# Don Ross-Style Groove (YouTube)



## Brigham (Dec 23, 2009)

After a long break from this style I've started to get back into playing solo acoustic stuff. I thought I'd share this Don Ross-style tune with whoever cares to listen (I think this is the right place to post this kind of thing - someone let me know if it isn't!)

Like A Ross - Solo Acoustic Guitar - YouTube

Feedback and such would be appreciated!


----------



## bw66 (Dec 17, 2009)

Looks like you're having fun with that one! Well done!


----------



## brimc76 (Feb 14, 2008)

I really enjoyed it, nice work.


----------



## Brigham (Dec 23, 2009)

bw66 said:


> Looks like you're having fun with that one! Well done!

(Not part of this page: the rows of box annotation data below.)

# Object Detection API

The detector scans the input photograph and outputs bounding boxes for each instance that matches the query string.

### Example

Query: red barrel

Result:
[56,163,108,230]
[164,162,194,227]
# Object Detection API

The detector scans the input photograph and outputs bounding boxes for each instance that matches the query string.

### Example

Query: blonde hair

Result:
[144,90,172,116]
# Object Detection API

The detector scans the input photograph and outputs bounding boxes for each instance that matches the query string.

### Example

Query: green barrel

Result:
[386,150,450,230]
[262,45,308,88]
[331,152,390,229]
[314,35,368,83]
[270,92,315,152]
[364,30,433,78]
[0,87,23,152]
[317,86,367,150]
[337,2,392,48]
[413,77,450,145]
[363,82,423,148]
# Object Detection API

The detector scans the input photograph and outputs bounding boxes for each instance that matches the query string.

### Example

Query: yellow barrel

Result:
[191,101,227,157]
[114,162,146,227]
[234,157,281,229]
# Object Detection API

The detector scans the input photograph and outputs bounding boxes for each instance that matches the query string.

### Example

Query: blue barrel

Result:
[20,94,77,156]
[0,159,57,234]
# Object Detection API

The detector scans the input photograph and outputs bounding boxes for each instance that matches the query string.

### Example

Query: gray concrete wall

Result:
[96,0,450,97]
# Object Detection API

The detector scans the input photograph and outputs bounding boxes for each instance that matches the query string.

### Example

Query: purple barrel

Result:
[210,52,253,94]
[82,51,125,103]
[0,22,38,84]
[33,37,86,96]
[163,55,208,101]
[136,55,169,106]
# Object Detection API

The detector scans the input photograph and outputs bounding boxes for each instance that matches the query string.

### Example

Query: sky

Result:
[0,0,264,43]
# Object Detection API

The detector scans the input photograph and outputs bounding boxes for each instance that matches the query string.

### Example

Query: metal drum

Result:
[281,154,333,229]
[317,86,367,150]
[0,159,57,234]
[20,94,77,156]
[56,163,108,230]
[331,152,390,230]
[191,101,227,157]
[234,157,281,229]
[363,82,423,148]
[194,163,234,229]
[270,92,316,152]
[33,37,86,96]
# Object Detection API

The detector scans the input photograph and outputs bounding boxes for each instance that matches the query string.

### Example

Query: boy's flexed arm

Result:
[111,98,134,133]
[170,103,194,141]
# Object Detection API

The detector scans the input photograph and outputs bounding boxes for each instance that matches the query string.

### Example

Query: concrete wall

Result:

"Fun" is definitely the right word! To be honest I don't write upbeat stuff too often, so when I do I make the most of it!



brimc76 said:


> I really enjoyed it, nice work.


Thanks! I appreciate it


----------



## Blue Velvet (Aug 16, 2012)

so beautiful!


----------



## greco (Jul 15, 2007)

Fantastic !! .....Enjoyed if very much.

You played more notes in that one song than I play in a month!

Thanks for posting the link.

Cheers

Dave


----------



## jeremy_green (Nov 10, 2010)

Really really nice brother I very much enjoyed that. Killer piece. I wish I was better at that style and I am not much more than a campfire acoustic player! I love the popin and slapping rhythmic stuff!

As far as critique goes, I would say the only real issue with the piece is your pocket disappears in places. Especially in that tricky fifth position part with the rakey harmonic bit. I would say that you don't quite have that part nailed as solidly as the rest. I would shed that for a bit as perhaps this wasn't quite ready for market (as I have no doubt you could nail that part)

Same with some of the trickier licks - I know these are improv'd so all very understandable. That's one of the challenges with these heavily groove reliant pieces... The SECOND the groove disappears you can feel it.

Again, killer tune, killer player . Just wanted to add that to be constructive.

cheers bro!


----------



## Guest (Oct 2, 2012)

I like your playing too. Took your advice at the end of your vid
to check out Don Ross himself. Wow. 

[video=youtube;TKupfayqB00]http://www.youtube.com/watch?v=TKupfayqB00[/video]


----------



## Brigham (Dec 23, 2009)

jeremy_green said:


> As far as critique goes, I would say the only real issue with the piece is your pocket disappears in places. Especially in that tricky fifth position part with the rakey harmonic bit. I would say that you don't quite have that part nailed as solidly as the rest. I would shed that for a bit as perhaps this wasn't quite ready for market (as I have no doubt you could nail that part)
> 
> Same with some of the trickier licks - I know these are improv'd so all very understandable. That's one of the challenges with these heavily groove reliant pieces... The SECOND the groove disappears you can feel it.


Thanks for the feedback - I totally agree with you. I haven't been really seriously practicing this style for almost a year now, so I'm not as "in the pocket" as I used to be. I basically posted this thinking "dammit, I don't want to wait until I have it nailed down perfectly!" haha.


----------



## jeremy_green (Nov 10, 2010)

Brigham said:


> Thanks for the feedback - I totally agree with you. I haven't been really seriously practicing this style for almost a year now, so I'm not as "in the pocket" as I used to be. I basically posted this thinking "dammit, I don't want to wait until I have it nailed down perfectly!" haha.


It still kills brother ! Nothing I said takes away from a nice piece worth polishing


----------



## Dannypop (Oct 2, 2012)

Wow awesome job! You definitely got some chops, and I couldnt help but start bobbing my head along! Keep it up and make some more videos..haha

+1 Youtube Fan


----------



## SaviArt (Mar 1, 2012)

I liked the groove very much. Also the acoustic guitar is really good. The sound is brilliant. Too bad that this video has under 300 views only. Seems that mass needs only sh... to look at not the mastery of this great acoustic guitar playing


----------